Case Study: Combining Smart Accounts with Secure Automation
This post is a collaboration with Lit Protocol.
Lit Protocol is a decentralized network for signing and encryption, functioning as a trustless cryptographic layer for applications that need signatures onchain or encryptions offchain. It currently secures almost half a billion dollars in assets, powering hundreds of teams building decentralized finance, identity and AI-powered applications.
The team recently partnered with ZeroDev, the leading smart account infrastructure provider, and is bringing automation and intelligence to every wallet. By integrating Lit Protocol’s programmable key layer into ZeroDev smart accounts, all ZeroDev-enabled wallets can now support scoped, cross-chain, and cross-protocol signing automation. Developers can build AI-powered autonomous DeFi agents that execute strategies, including yield optimization or portfolio rebalancing, directly from the user's wallet.
An Opportunity that Couldn’t be Missed
Prior to integrating with ZeroDev, applications in Lit Protocol depended on decentralized, programmable Externally Owned Accounts (EOAs). Users and developers had to manage gas with pre-funding, making the onboarding process extremely complicated and hindering the automation experience that Lit Protocol wanted to deliver.
Lit Protocol wanted to enable a world where users could automate secure transitions without needing to manually sign every action. Not only did this make DeFi agent-based systems safer (by minimizing human error), but it also allowed them to operate faster and made for a better user experience. Its decision to integrate its Vincent Smart Account Signer with the ZeroDev SDK resolved these issues.
With the integration, ZeroDev-based wallets were able to instantly connect to Lit Protocol’s programmable key network, giving users the power to execute secure, automated transactions within predefined, cross-chain and onchain guardrails. These automations are cryptographically enforced by Lit Protocol’s distributed key network, and every action stays within approved actions, like spending limits, across protocols and chains.
According to Chris Cassano, CTO at Lit Protocol, the integration process itself was smooth and efficient, with clear documentation that enabled the engineering team to seamlessly implement without major challenges.
Why ZeroDev?
Lit Protocol decided to integrate with ZeroDev because it offered the most reliable, production-ready smart account infrastructure available today.
“ZeroDev is the most widely used production-grade ERC-7579 smart account infrastructure, so integration with ZD as the smart account of choice was an easy decision,” David Sneider, Co-founder and Project Lead at Lit Protocol, said.
Building a similar account abstraction layer in-house would have required significant engineering effort and slowed innovation in Lit Protocol’s primary focus area: cryptographic key management and automation.

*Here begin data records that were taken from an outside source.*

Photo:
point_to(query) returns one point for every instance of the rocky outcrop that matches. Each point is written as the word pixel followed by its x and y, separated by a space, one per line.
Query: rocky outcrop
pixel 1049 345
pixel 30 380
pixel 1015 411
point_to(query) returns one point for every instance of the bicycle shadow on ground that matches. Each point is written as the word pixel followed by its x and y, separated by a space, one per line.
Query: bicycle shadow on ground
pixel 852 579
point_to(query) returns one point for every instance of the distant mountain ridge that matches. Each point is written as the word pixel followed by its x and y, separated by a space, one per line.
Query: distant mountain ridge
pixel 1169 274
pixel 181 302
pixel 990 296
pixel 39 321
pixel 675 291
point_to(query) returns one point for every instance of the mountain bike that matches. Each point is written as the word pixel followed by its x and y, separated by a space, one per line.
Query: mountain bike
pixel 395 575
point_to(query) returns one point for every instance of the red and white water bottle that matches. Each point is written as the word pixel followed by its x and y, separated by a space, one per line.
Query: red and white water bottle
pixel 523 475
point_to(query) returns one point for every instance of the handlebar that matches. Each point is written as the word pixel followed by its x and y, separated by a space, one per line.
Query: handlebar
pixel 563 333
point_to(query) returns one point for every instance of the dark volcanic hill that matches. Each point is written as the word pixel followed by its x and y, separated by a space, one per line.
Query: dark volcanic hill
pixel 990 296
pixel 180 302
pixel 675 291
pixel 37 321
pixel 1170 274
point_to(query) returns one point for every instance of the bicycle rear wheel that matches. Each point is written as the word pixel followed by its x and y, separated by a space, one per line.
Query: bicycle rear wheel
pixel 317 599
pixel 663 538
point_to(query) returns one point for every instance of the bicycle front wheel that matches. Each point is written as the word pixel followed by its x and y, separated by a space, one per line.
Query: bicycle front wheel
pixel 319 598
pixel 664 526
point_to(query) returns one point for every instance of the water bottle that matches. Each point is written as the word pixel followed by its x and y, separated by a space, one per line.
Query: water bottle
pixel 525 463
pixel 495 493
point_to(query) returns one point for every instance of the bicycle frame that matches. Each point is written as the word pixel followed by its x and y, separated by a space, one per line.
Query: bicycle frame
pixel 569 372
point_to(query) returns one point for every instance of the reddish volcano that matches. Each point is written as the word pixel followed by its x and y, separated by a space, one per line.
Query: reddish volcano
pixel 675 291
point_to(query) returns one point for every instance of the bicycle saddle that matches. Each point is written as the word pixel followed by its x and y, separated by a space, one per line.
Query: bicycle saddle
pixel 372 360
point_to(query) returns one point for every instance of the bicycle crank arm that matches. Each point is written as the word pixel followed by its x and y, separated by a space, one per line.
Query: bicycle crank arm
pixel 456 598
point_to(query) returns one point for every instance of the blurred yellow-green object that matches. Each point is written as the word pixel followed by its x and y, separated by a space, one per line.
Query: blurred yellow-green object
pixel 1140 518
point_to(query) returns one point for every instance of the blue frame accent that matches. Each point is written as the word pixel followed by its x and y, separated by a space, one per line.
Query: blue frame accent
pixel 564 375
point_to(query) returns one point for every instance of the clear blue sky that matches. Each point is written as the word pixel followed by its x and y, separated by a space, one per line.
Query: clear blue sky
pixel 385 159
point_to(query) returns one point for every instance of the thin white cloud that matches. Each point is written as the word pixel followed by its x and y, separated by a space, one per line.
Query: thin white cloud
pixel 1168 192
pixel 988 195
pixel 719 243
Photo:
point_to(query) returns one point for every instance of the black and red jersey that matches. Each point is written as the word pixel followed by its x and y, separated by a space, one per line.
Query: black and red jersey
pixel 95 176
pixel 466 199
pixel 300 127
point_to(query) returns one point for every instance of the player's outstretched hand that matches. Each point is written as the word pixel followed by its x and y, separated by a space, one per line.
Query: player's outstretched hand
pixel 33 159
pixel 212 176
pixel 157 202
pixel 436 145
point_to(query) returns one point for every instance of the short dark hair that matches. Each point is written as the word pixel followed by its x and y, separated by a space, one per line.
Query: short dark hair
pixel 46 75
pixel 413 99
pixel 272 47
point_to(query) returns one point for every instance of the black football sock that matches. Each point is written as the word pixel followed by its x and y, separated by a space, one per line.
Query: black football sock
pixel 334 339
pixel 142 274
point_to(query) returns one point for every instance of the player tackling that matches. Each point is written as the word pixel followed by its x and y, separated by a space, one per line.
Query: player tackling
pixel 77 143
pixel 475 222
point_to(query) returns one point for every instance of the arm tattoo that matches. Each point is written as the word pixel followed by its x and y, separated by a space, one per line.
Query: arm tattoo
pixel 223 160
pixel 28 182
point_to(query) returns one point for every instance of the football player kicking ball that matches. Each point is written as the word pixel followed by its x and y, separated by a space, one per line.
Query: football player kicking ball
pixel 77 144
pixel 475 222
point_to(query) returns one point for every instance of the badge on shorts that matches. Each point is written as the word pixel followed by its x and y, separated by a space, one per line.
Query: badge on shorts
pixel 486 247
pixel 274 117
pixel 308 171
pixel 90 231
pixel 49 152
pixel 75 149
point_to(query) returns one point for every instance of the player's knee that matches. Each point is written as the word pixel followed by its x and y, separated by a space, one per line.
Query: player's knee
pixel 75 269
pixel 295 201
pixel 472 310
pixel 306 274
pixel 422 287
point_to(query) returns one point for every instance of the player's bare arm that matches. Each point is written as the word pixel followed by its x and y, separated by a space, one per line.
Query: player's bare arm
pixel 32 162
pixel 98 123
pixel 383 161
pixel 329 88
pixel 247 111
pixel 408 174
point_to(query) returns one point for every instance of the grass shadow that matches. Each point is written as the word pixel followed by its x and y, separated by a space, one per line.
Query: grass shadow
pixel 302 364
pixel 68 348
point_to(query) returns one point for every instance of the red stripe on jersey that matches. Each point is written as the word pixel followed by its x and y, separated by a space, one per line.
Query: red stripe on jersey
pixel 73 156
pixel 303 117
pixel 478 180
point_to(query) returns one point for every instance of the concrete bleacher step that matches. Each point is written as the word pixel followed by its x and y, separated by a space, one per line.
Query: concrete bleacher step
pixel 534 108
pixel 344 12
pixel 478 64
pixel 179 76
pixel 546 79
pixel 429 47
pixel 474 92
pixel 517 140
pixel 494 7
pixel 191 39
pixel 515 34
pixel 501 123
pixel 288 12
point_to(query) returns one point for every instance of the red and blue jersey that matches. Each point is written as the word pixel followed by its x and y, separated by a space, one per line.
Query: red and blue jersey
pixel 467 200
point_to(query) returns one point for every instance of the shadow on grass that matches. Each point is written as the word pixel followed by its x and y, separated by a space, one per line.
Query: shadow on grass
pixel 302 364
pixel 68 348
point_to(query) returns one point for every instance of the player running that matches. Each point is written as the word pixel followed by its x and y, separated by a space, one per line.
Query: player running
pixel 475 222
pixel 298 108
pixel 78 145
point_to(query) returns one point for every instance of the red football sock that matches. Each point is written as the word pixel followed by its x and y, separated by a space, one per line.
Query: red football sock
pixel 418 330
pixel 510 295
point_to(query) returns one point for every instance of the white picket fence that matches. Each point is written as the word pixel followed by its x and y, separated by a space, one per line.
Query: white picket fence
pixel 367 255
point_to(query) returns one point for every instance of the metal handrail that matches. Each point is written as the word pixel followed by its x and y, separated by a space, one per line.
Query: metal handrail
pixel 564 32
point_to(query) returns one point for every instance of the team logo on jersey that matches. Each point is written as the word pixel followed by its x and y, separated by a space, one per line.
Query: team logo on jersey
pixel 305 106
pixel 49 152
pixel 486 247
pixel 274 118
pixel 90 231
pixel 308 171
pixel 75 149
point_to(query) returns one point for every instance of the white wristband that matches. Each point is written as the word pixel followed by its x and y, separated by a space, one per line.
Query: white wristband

Additionally, compared to other solutions in the market, ZeroDev’s maturity, flexibility and developer experience made it an attractive choice for Lit Protocol.
“ZeroDev and Lit Protocol have been integrated for years, with Lit as an auth provider for its smart accounts. With this new integration, reusable guardrails for cross-network delegation and automation are now in place.”
What’s Next For Lit Protocol?
Looking ahead, Lit Protocol is launching its V1 network and $LITKEY network token on Oct. 30 at 00:00 UTC and expanding its automation capabilities to all wallet types. This means a focus on broader wallet integrations, improved DeFi automation and ecosystem-wide adoption of autonomous smart wallets powered by Lit Protocol’s programmable key layer.
From a technical perspective, ZeroDev manages the smart account layer, handling wallet creation, transaction bundling and gas abstraction, while Lit Protocol is responsible for the automation layer through scoped signing keys and policy enforcement across distributed nodes.
Working together with ZeroDev, Lit Protocol is redefining the standard for a new generation of self-operating wallets, where operation and security work hand in hand.